Hoste: It is hard to pick one project. Looking back, I think I love what I do because of the people that I get to work with and what we can accomplish together.
At Intel in their Digital Health Group, we developed assistive technologies and a telemedicine platform. I led a project to validate this platform in eight countries and was able to see the impact this type of technology can have globally.
At the FDA, we released guidance around human factors/usability engineering and worked to help industry understand how to best manage use-related risk.
At Agilis, I work with an amazing team to support clients across the spectrum of medical device, pharma and life sciences.
What projects are you most looking forward to?
Hoste: I have learned that the drive that I had to use my ‘geek’ skills to help people doesn’t just apply to creating medical products. I look forward to any project where I can use my experience to help others, for example: Working on processes to streamline product development; teaching quality science principles to university students; or providing methods for development teams to better understand their users.

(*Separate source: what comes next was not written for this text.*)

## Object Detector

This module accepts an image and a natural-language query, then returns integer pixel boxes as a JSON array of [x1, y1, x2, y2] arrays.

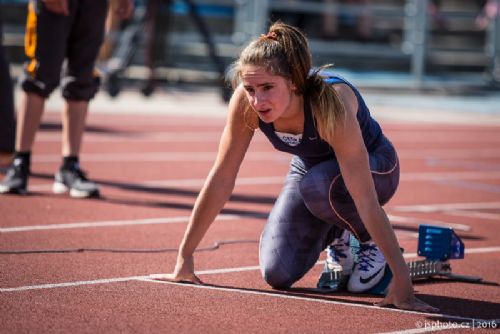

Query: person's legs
[[1, 1, 71, 194], [16, 93, 45, 154], [62, 100, 88, 157], [299, 137, 400, 292], [259, 157, 340, 289], [0, 16, 16, 168], [0, 92, 47, 194], [52, 99, 99, 198], [51, 0, 107, 198]]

What are some of the barriers women face in today’s medtech industry, if any?
Hoste: I can’t speak for all women as I think we each have our own journey. I have found that many of my largest barriers have been within myself. Have I run into hurdles tied solely to being a woman in a male-dominated field? Of course. Every award ceremony I’ve been to, people approach my husband and ask what engineering award he is there to win. He is a special ed teacher and has been very kind to not take credit for my work. I have been told that a woman can’t do technical work. In these examples, the issue was in how this gave me pause and made me doubt my capabilities, the barrier would be if I failed to continue. For me, and many others I suspect, it is a constant battle to remember that I have a voice and I can and should contribute. At the end of the day, how can I best help others if I don’t show up and speak up?

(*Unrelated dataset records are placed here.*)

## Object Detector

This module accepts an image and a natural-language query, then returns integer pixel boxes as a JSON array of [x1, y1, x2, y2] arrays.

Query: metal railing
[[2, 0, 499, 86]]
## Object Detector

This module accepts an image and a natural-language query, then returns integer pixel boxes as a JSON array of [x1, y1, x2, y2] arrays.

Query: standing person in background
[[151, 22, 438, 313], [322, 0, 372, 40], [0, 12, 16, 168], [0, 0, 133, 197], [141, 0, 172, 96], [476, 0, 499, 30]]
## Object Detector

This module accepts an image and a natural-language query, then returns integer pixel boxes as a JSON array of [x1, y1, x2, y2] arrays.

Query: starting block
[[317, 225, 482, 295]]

Describe your biggest leadership challenge. How did you conquer it or resolve it, or what was the outcome?
Hoste: Constructive confrontation. I was raised in a very non-confrontational family where the motto was if you don’t have something nice to say, don’t say anything at all. I was a pretty quiet kid. (Take that as you will.) It took me a while to realize that approaching challenges and “confrontations” with integrity and transparency leads not only to better results, but also to better relationships.

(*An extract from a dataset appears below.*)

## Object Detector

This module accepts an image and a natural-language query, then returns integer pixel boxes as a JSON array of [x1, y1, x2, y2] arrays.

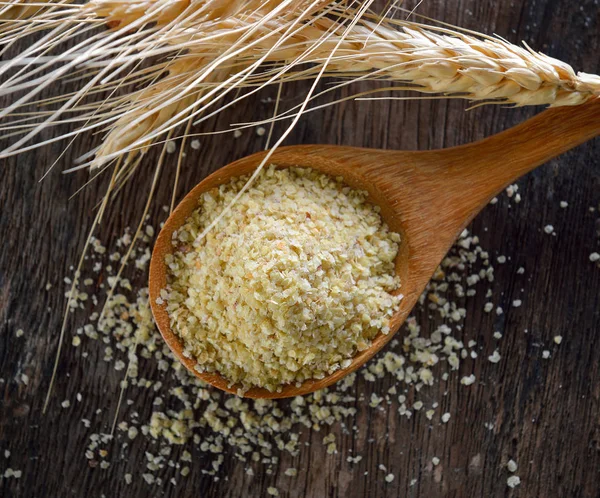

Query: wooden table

Talk about your leadership skills. What is the most important lesson you have learned that has guided you in your career?
Hoste: Ask questions, seek to understand before you jump to solutions.
In your opinion, what more can be done to promote greater participation of young women in the medtech industry today?
Hoste: We need to support each other. Many women (and probably men, too) are afraid of exploration and failure. There is a need to be right, smart, confident, etc. and this can lead to not doing something unless you feel like you know you’ll 100% succeed. This is a recipe for limited growth and mediocrity. To grow you need to try things that you may fail at. This is how we all learn, and nobody has it all together. Let’s celebrate our whole journeys, successes and failures alike, then we can all learn from each other and not be so afraid to fail at some audacious goal, because we could also succeed.
Why is it important for companies to be more inclusive and have more women in charge?
Hoste: Diversity fuels innovation: diversity of thought, perspective, approach, background, etc. One of my favorite quotes is by Dorothy Parker: “Creativity is a wild mind and a disciplined eye.” I see medical product innovation in this same light. It takes a diverse mix of knowledge and experience coming together under a disciplined process to create solutions to our biggest problems.